11. Ceza Dairesi 2017/3544 E. , 2018/7104 K.
"İçtihat Metni"MAHKEMESİ :Asliye Ceza Mahkemesi
SUÇ : Vergi Usul Kanununa muhalefet
HÜKÜM : Mahkumiyet
A) Sanıklar hakkında 2004 takvim yılında sahte fatura kullanma suçundan verilen mahkumiyet hükümlerine yönelik sanıklar müdafiinin temyiz itirazlarının incelenmesinde;
5237 sayılı Türk Ceza Kanunu’nun 7 ve 5252 sayılı Türk Ceza Kanununun Yürürlük ve Uygulama Şekli Hakkında Kanunun 9. maddeleri hükümleri karşısında; sanıklara yüklenen 2004 takvim yılında “sahte fatura kullanma” suçunun yasada gerektirdiği cezasının türü ve üst sınırına göre tabi olduğu, suç tarihinde yürürlükte bulunan ve lehe olan 765 sayılı TCK’nin 102/4 ve 104/2. maddelerinde öngörülen dava zamanaşımının, en son faturanın kullanıldığı tarihten, temyiz inceleme tarihine kadar gerçekleştiği anlaşılmış ve sanık müdafiinin temyiz itirazları bu itibarla yerinde görülmüş olduğundan, sair yönleri incelenmeyen hükmün 5320 sayılı Kanun’un 8/1. maddesi gereğince uygulanması gereken 1412 sayılı CMUK’nin 321. maddesi uyarınca BOZULMASINA; ancak yeniden yargılamayı gerektirmeyen bu hususta aynı yasanın 322. maddesinde öngörülen yetkiye dayanılarak karar verilmesi mümkün olduğundan sanıklar hakkındaki kamu davasının gerçekleşen zamanaşımı nedeniyle 765 sayılı TCK’nin 102/4, 104/2. ve 5271 sayılı CMK’nin 223/8. maddeleri uyarınca DÜŞMESİNE,
B) Sanıklar hakkında defter ve belge ibraz etmeme suçundan kurulan mahkumiyet hükümlerine yönelik sanıklar müdafiinin temyiz itirazlarının incelenmesinde;
1- Ayrıntıları Yargıtay Ceza Genel Kurulu"nun 09.06.1998, 1998/11-154 E., 1998/213 K. ve Dairemizin, 02.02.2012, 2011/11383 E., 2012/950 K. sayılı kararlarında açıklandığı üzere, VUK"nin 139. maddesine göre; vergi incelemeleri, esas itibarıyla incelemeye tabi olanın iş yerinde yapılır. İş yerinin müsait olmaması, ölüm, işin terk edilmesi gibi zaruri sebeplerle incelemenin yerinde yapılması imkansız olur veya mükellef ve vergi sorumluları isterlerse inceleme dairede yapılabilir. İş yeri faal olan mükelleflere gönderilen, defter ve belgelerin vergi dairesine getirilmesi yönünden yapılan tebligatlar usulüne uygun olmadığından suçun unsurları oluşmayacaktır.

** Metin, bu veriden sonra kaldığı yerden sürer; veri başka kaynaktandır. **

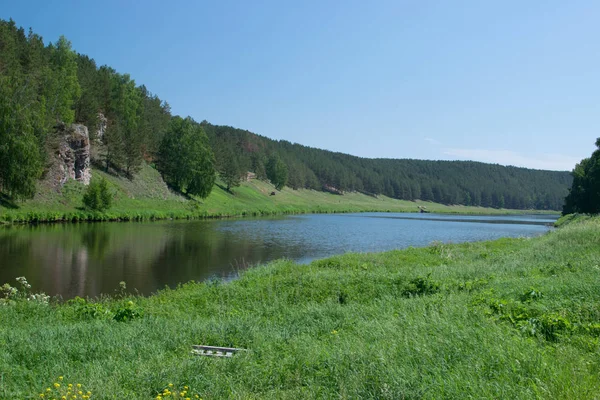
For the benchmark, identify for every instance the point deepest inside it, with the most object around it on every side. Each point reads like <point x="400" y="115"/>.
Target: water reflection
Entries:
<point x="89" y="259"/>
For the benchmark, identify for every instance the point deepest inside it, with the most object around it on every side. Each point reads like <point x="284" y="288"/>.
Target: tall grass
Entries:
<point x="512" y="318"/>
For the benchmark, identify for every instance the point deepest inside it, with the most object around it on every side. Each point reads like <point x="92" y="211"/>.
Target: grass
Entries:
<point x="511" y="318"/>
<point x="146" y="197"/>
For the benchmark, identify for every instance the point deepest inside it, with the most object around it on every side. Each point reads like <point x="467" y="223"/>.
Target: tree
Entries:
<point x="20" y="158"/>
<point x="277" y="172"/>
<point x="584" y="195"/>
<point x="230" y="171"/>
<point x="185" y="159"/>
<point x="98" y="196"/>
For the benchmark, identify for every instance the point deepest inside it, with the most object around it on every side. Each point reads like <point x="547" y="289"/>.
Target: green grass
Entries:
<point x="146" y="197"/>
<point x="506" y="319"/>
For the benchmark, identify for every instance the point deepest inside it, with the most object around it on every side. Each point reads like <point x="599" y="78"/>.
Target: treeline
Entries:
<point x="584" y="195"/>
<point x="447" y="182"/>
<point x="44" y="86"/>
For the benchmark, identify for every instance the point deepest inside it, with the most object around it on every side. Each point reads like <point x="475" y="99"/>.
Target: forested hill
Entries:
<point x="44" y="87"/>
<point x="447" y="182"/>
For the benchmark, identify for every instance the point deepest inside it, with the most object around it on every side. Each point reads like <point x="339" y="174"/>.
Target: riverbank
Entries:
<point x="146" y="197"/>
<point x="511" y="318"/>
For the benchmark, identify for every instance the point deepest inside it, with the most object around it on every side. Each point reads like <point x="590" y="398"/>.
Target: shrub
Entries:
<point x="98" y="196"/>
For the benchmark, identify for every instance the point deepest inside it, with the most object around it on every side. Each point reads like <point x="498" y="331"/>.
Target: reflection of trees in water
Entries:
<point x="97" y="240"/>
<point x="89" y="259"/>
<point x="198" y="254"/>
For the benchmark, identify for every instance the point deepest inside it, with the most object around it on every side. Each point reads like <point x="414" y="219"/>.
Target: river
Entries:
<point x="92" y="258"/>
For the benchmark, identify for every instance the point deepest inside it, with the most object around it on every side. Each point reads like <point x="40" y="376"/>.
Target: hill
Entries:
<point x="46" y="89"/>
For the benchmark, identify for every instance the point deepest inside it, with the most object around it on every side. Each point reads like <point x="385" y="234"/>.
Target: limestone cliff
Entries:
<point x="72" y="156"/>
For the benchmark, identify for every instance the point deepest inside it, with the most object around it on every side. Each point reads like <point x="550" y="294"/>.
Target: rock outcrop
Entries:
<point x="73" y="156"/>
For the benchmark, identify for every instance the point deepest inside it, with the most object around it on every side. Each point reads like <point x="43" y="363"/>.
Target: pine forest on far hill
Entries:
<point x="44" y="86"/>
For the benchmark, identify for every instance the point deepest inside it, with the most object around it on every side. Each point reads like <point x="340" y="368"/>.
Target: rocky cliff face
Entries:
<point x="73" y="155"/>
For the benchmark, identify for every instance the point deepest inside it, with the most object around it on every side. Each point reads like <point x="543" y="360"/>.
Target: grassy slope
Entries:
<point x="147" y="197"/>
<point x="512" y="318"/>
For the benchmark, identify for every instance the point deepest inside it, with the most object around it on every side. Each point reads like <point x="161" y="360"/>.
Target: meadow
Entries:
<point x="146" y="197"/>
<point x="511" y="318"/>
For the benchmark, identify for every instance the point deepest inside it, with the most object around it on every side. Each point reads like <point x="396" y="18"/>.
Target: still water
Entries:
<point x="89" y="259"/>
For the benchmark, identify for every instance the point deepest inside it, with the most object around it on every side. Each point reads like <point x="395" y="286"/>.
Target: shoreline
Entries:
<point x="439" y="316"/>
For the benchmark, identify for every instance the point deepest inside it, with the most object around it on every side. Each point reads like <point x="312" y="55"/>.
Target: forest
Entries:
<point x="45" y="86"/>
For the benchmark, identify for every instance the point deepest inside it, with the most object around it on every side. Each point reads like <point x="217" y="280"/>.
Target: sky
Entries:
<point x="507" y="82"/>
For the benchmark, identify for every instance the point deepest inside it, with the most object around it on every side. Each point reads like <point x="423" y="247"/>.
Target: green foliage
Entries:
<point x="20" y="159"/>
<point x="421" y="286"/>
<point x="230" y="171"/>
<point x="98" y="196"/>
<point x="277" y="172"/>
<point x="338" y="328"/>
<point x="446" y="182"/>
<point x="127" y="312"/>
<point x="185" y="159"/>
<point x="584" y="195"/>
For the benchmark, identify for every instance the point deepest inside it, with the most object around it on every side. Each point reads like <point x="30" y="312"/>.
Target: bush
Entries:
<point x="98" y="196"/>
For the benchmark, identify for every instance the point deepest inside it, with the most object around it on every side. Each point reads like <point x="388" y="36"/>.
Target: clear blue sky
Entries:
<point x="509" y="82"/>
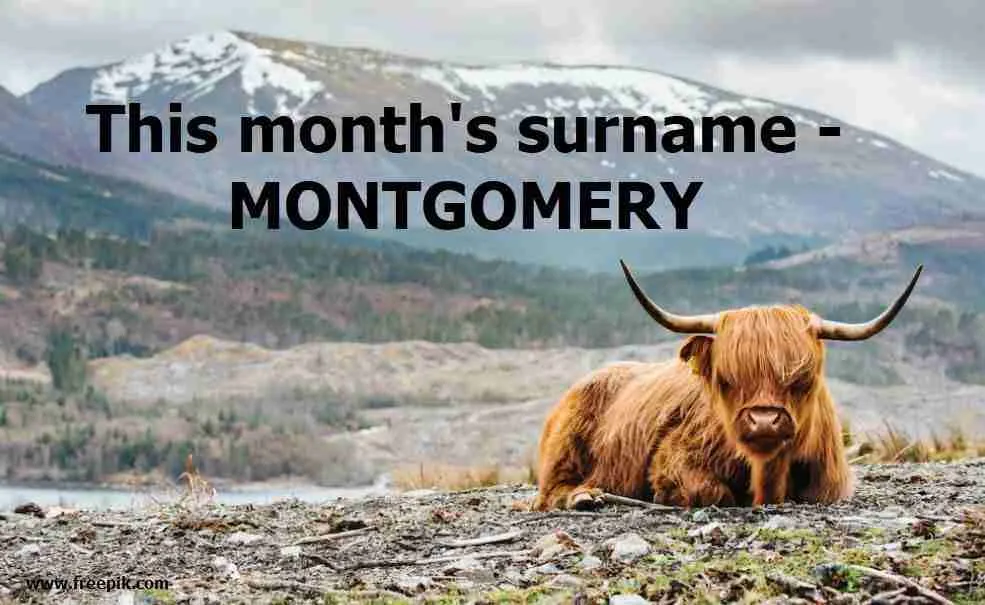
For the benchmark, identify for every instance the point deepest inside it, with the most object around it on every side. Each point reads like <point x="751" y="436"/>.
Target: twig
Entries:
<point x="614" y="499"/>
<point x="796" y="587"/>
<point x="315" y="590"/>
<point x="495" y="539"/>
<point x="434" y="560"/>
<point x="568" y="513"/>
<point x="332" y="537"/>
<point x="320" y="560"/>
<point x="886" y="597"/>
<point x="900" y="581"/>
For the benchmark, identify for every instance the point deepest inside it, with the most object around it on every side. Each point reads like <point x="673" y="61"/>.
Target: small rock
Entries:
<point x="30" y="508"/>
<point x="57" y="511"/>
<point x="241" y="538"/>
<point x="412" y="584"/>
<point x="547" y="569"/>
<point x="225" y="567"/>
<point x="780" y="522"/>
<point x="467" y="567"/>
<point x="627" y="548"/>
<point x="565" y="581"/>
<point x="711" y="533"/>
<point x="554" y="545"/>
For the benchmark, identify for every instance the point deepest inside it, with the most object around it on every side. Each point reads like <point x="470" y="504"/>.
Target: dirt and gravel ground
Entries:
<point x="911" y="534"/>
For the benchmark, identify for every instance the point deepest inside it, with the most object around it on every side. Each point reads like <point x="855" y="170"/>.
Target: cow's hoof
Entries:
<point x="590" y="499"/>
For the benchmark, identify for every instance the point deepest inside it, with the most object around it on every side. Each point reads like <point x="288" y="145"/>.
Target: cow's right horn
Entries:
<point x="685" y="324"/>
<point x="833" y="330"/>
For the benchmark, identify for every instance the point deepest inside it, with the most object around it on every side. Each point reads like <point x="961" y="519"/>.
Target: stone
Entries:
<point x="241" y="538"/>
<point x="627" y="548"/>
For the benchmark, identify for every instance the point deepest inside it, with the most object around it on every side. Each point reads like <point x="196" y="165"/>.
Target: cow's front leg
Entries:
<point x="769" y="480"/>
<point x="689" y="486"/>
<point x="812" y="482"/>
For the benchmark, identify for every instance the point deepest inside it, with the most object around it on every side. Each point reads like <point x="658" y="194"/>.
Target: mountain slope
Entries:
<point x="26" y="131"/>
<point x="50" y="197"/>
<point x="858" y="182"/>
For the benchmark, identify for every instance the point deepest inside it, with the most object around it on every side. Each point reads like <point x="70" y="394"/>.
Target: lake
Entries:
<point x="104" y="498"/>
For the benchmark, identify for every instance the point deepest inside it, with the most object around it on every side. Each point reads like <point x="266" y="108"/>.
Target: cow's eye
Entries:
<point x="801" y="386"/>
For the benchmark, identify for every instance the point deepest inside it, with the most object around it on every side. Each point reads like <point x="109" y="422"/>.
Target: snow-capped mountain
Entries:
<point x="859" y="181"/>
<point x="26" y="132"/>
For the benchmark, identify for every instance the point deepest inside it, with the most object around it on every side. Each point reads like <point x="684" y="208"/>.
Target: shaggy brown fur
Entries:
<point x="667" y="431"/>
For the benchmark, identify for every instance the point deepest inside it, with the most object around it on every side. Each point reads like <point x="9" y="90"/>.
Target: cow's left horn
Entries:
<point x="685" y="324"/>
<point x="834" y="330"/>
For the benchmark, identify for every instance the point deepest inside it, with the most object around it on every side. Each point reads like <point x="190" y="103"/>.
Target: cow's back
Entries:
<point x="571" y="428"/>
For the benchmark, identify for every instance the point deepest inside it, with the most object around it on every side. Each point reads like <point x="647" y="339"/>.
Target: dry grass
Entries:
<point x="887" y="446"/>
<point x="456" y="478"/>
<point x="891" y="446"/>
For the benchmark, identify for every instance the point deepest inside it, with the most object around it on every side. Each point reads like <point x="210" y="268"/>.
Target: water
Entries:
<point x="12" y="496"/>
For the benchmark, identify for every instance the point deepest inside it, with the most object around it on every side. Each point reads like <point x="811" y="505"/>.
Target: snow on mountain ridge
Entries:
<point x="192" y="67"/>
<point x="196" y="64"/>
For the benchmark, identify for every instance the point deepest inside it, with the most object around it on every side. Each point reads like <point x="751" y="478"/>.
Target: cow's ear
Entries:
<point x="696" y="352"/>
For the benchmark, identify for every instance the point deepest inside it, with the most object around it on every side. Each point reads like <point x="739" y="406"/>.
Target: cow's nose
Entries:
<point x="765" y="418"/>
<point x="766" y="422"/>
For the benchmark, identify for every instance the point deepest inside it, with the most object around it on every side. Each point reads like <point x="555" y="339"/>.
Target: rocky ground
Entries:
<point x="911" y="534"/>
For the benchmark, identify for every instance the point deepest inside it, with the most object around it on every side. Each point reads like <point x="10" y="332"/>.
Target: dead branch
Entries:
<point x="796" y="587"/>
<point x="483" y="540"/>
<point x="899" y="581"/>
<point x="435" y="560"/>
<point x="319" y="591"/>
<point x="332" y="537"/>
<point x="614" y="499"/>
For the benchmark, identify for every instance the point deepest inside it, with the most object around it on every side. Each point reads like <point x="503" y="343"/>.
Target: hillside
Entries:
<point x="51" y="197"/>
<point x="859" y="182"/>
<point x="38" y="134"/>
<point x="911" y="534"/>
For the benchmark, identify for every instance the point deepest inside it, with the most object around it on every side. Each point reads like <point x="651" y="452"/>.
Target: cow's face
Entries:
<point x="763" y="367"/>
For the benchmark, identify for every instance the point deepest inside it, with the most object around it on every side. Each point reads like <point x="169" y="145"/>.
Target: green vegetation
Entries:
<point x="281" y="289"/>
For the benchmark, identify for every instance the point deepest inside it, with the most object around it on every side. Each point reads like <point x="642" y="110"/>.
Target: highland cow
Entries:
<point x="742" y="417"/>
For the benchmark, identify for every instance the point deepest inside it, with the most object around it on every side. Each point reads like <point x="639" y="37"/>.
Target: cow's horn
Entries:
<point x="833" y="330"/>
<point x="686" y="324"/>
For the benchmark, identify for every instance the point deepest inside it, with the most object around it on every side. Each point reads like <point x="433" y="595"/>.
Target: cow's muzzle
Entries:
<point x="764" y="428"/>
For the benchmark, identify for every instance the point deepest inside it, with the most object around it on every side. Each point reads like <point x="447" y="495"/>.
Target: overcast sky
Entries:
<point x="913" y="70"/>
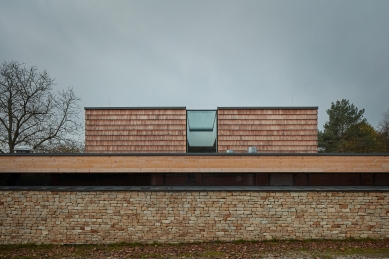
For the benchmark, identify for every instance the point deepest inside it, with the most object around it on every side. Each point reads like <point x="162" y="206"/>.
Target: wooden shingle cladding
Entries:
<point x="270" y="130"/>
<point x="135" y="130"/>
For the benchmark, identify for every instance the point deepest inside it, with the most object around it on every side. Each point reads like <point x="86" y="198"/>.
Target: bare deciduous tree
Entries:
<point x="31" y="113"/>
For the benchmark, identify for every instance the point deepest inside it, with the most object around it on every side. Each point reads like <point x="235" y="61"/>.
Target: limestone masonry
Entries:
<point x="107" y="217"/>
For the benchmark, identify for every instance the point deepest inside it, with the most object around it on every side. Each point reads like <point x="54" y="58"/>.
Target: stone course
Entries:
<point x="119" y="216"/>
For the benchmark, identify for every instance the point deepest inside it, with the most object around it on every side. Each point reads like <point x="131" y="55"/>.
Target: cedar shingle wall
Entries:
<point x="135" y="131"/>
<point x="270" y="130"/>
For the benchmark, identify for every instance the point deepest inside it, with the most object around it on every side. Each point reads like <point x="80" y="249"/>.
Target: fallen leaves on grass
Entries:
<point x="239" y="249"/>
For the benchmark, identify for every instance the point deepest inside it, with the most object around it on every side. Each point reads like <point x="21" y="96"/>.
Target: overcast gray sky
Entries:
<point x="204" y="54"/>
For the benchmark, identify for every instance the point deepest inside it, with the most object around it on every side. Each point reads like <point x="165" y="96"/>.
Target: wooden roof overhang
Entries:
<point x="194" y="163"/>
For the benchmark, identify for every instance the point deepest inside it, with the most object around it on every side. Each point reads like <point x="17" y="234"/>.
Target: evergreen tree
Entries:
<point x="342" y="115"/>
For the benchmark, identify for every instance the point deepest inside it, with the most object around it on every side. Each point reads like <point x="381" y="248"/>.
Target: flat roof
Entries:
<point x="200" y="188"/>
<point x="218" y="108"/>
<point x="137" y="108"/>
<point x="271" y="108"/>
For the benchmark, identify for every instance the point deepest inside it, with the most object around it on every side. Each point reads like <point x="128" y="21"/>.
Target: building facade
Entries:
<point x="177" y="130"/>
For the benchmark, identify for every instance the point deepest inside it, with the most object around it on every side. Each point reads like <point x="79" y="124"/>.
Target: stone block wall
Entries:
<point x="119" y="216"/>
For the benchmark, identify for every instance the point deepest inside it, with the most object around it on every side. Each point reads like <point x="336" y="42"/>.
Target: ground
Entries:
<point x="240" y="249"/>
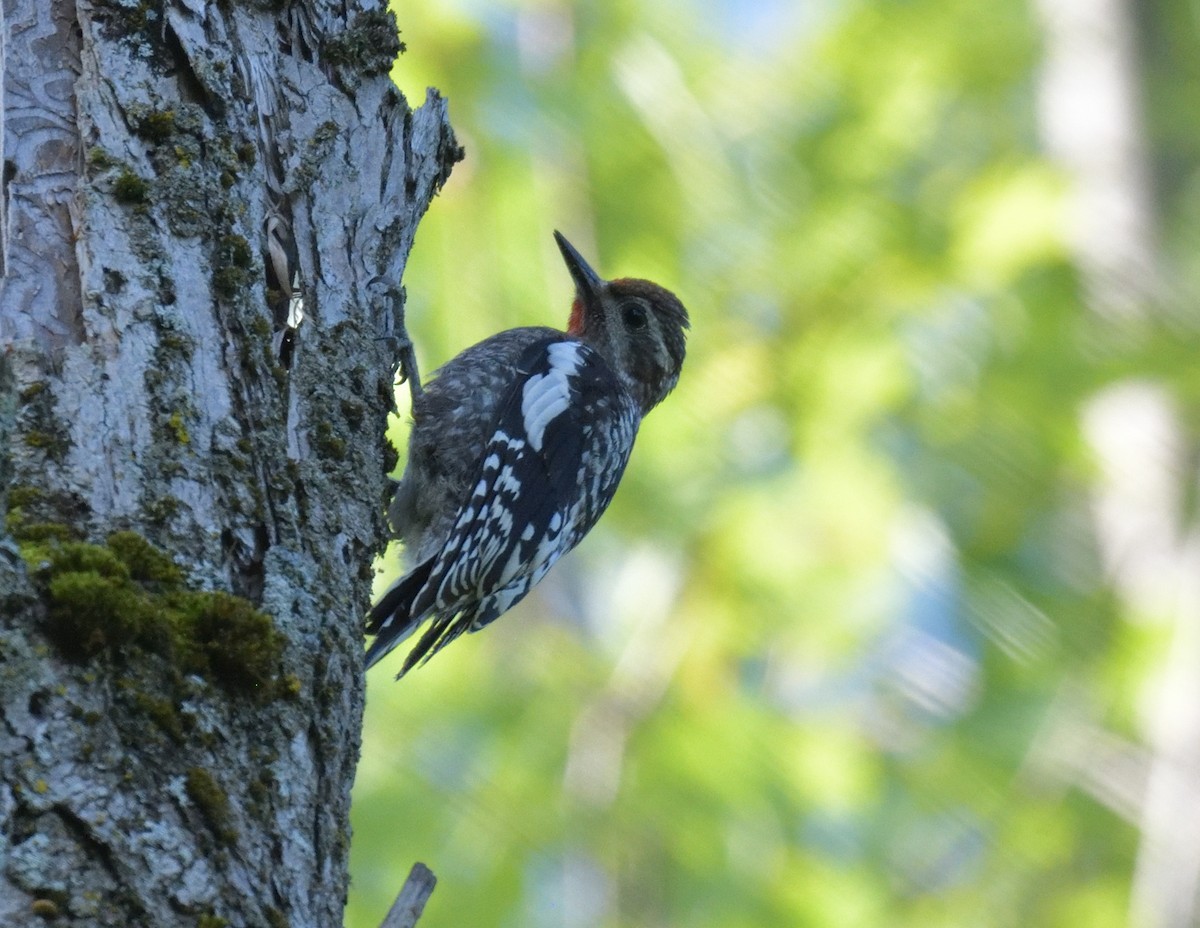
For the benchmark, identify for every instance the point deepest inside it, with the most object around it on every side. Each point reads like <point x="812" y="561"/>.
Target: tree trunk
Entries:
<point x="207" y="210"/>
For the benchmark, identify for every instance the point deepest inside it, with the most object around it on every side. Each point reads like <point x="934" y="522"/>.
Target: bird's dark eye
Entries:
<point x="634" y="316"/>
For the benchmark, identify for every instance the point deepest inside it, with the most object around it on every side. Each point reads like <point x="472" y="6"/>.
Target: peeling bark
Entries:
<point x="207" y="211"/>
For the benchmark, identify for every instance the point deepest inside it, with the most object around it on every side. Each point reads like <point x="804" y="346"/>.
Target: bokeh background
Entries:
<point x="895" y="620"/>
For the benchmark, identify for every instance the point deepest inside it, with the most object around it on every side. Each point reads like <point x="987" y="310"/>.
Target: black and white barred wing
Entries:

Somut olaya gelince, vergi denetmeni tarafından defter ve belgelerini ibraz etmesi için çıkarılan tebligatın sanıklardan ..."e 24.03.2009 tarihinde iş yeri adresinde yapıldığı, defter ve belgelerin incelenmek üzere ibrazı için denetmenlik adresine getirilmesinin istenerek sürecin mükellef aleyhine tersine çevrildiğinin anlaşılması karşısında; gerçeğin kuşkuya yer bırakmayacak şekilde tespiti açısından; hesapların dairede incelenmesine imkan veren 213 sayılı Kanunun 139/2. maddesindeki istisnalardan birinin varlığının önceden belirlenip belirlenmediğinin, iş yerinde faaliyetin devam edip etmediğinin incelemeyi yapan vergi denetmeninden sorulması, iş yeri dışında inceleme yapılmasına ilişkin bir tespiti varsa belgesinin dosyaya ibrazının istenmesi, aksi takdirde yapılan tebligatın hukuki geçerliliği bulunmadığından sanıkların beraatine karar verilmesi gerektiği gözetilmeden, eksik araştırma ile yazılı şekilde hüküm tesisi,
2- Kabule göre ise;
a- Defter ve belgelerini vergi incelemesine esas olmak üzere vaki istem üzerine merciine teslim etmediğinden bahisle eylemine uyan 213 sayılı Vergi Usul Kanununun 359/a-2. maddesi uyarınca cezalandırılması istemiyle kamu davası açılan sanıklar hakkında düzenlenen vergi inceleme raporunda somut bir zarara yer verilmediği, vergi ve cezaların eylemden doğan zarar niteliğinde bulunmadıkları anlaşılmaktadır. Şu halde sanık hakkında "defter ve belgeleri gizlemek" eylemi nedeniyle CMK"nin 231. maddesinde düzenlenen hükmün açıklanmasının geri bırakılması müessesesinin uygulanmasına engel oluşturabilecek somut bir zararın meydana geldiğinin kanıtlanamadığı cihetle, engel sabıkaları bulunmayan, sabıkasız geçmişleri nedeniyle hakkında takdiri indirim nedeni uygulanan ve hükmolunan hapis cezaları “yeniden suç işlemeyeceği” kanaatiyle ertelenen sanıklar hakkında, hüküm tarihinde yürürlükte bulunan 08.02.2008 günlü Resmi Gazetede yayımlanarak aynı tarihte yürürlüğe giren 5728 sayılı Kanun"un 562. maddesiyle değişik CMK"nin 231. maddesinin uygulanmaması,
b- Suç tarihinde yürürlükte bulunan, 08.02.2008 tarih ve 26781 sayılı Resmi Gazete’de yayımlanarak aynı gün yürürlüğe giren 5728 sayılı Kanun"un 276. maddesi ile değişik 213 sayılı Vergi Usul Kanunu’nun 359/a-2 maddesi gereğince, temel cezanın alt sınırının 1 yıl hapis cezası olduğu gözetilmeden ve teşdit nedeni de gösterilmeden 18 ay olarak uygulanması suretiyle fazla ceza tayini,
Yasaya aykırı, sanıklar müdafiinin temyiz itirazları bu itibarla yerinde görülmüş olduğundan, hükümlerin bu sebeplerden dolayı 5320 sayılı Kanun"un 8/1. maddesi gereğince uygulanması gereken 1412 sayılı CMUK"nin 321. maddesi uyarınca BOZULMASINA, 20.09.2018 tarihinde oy birliği ile karar verildi.